Secondly, “economic reductionism” is not a normative political view but an approach to study human interaction. Economic reductionism, and its practical application “rational choice,” may yield new knowledge or not, but it cannot be dismissed for political reasons. Despite its limitations, the economic rationality postulate has a number of advantages over its competitors. As the self-designated “conservative anarchist” Anthony de Jasay writes in his piece ‘Rational Choice in Conflict’:

…the “economic approach” really reduces to the consistent application of a workmanlike rationality postulate. It is an approach that recommends itself, not because it can conquer all, but because without the postulate, deductive reasoning about human behavior is not possible; instead “anything goes,” any retrospective explanation is as good as any other, and no discipline can be imposed to curb prattle and mumbo-jumbo. In fact…reference to rationality is required even for the concept of irrational action to have meaning. The achievement of the postulate is not so much in the new knowledge it is producing in fields to which it is a relative newcomer–notably sociology, political theory, law, and perhaps history too, though the last is a moot point–but in blowing away the vari-colored fogbanks of historicism, institutionalism, behaviorism, structuralism, functionalism, dialectical materialism, and the rest.

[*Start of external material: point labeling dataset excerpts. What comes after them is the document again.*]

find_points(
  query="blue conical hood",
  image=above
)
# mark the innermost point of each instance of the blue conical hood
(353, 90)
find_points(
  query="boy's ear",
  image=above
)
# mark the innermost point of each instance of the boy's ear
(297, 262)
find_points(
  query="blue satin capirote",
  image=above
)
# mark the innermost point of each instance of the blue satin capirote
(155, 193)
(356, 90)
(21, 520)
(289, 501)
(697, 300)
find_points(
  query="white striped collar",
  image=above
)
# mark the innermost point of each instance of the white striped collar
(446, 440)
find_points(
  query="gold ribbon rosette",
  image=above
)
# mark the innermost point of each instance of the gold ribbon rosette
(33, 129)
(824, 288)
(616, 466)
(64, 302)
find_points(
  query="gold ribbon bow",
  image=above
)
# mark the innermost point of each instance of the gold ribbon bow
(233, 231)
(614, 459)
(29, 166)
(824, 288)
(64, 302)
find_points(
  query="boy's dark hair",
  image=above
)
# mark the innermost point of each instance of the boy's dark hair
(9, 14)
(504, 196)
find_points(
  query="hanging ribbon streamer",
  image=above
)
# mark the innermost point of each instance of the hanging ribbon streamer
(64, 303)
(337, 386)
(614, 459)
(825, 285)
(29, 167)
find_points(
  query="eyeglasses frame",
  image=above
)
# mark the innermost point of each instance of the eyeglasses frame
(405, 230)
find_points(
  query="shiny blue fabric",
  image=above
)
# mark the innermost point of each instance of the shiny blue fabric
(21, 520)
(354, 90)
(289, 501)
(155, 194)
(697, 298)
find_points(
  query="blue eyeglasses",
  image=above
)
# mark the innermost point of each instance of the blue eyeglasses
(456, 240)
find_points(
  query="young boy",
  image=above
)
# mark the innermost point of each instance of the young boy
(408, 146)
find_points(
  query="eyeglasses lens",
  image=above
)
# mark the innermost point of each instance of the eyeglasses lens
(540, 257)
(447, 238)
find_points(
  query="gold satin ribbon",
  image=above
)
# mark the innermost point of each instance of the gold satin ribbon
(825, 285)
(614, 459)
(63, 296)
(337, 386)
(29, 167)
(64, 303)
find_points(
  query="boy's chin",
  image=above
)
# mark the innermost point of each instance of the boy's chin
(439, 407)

It may be true that the differences between classical and modern liberalism are trivial but, as argued here, this perspective does not take into account that the case for libertarianism can be argued on completely different Hobbesian, “mechanistic” grounds.  Would this kind of liberalism still be “fundamentally” the same as Lockean rights-based liberalism, or would this present a major departure from the liberal tradition?  Similarly, if traditionalist/ reactionary conclusions are reached using a strictly “materialist” outlook, would this be considered a “right wing” view?

As should be evident from these thought experiments, there is some merit to the view that there are serious limitations to the left-right dichotomy. At the end of the day, the only thing that matters is whether political views are consistent with empirical observation and/or reflect coherent reasoning. No amount of (re)classification of political views  or “essentialist” searching for the “true” meaning of a word can substitute for this.